Besides the visualization, the image is still a matrix and all the techniques developed for matrices can be used on images. In particular, the \(k\)-rank approximation, by truncating the least important informations of the image, can be used to compress it with minimal information loss.

We recall that the \(k\)-rank approximation \(X_k\) of the image \(X\) is defined as

\[ X_k = \sum_{i=1}^k \sigma_i u_i v_i^T \]

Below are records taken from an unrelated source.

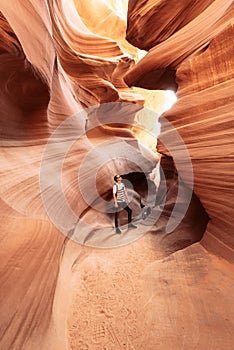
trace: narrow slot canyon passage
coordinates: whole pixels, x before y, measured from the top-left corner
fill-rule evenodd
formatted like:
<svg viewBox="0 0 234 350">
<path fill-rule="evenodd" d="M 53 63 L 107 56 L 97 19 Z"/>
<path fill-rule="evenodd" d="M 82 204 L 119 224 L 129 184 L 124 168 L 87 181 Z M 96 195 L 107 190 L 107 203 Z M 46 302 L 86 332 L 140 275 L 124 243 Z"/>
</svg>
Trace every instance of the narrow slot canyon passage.
<svg viewBox="0 0 234 350">
<path fill-rule="evenodd" d="M 173 4 L 0 0 L 3 350 L 233 347 L 234 4 Z"/>
</svg>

where each \(\sigma_i\) is a scalar number, \(u_i\) is an \(m\)-dimensional vector, while \(v_i\) is an \(n\)-dimensional vector. As a consequence, the number of values required to memorize \(X_k\) is \(k(m + n + 1)\), while the number of values required to memorize the whole image \(X\) is \(mn\). As a consequence, the compression factor (i.e. the percentage of pixels we saved in memorizing \(X_k\) instead of \(X\)) can be computed as:

\[ c_k = 1 - \frac{k (m + n + 1)}{mn}. \]

Exercise: Using the function defined in the previous exercise, compute the \(k\)-rank approximation of the cameraman image \(X\) for different values of \(k\) and observe the behavior of each reconstruction. Also, compute and plot the compression factor \(c_k\) for each value of \(k\).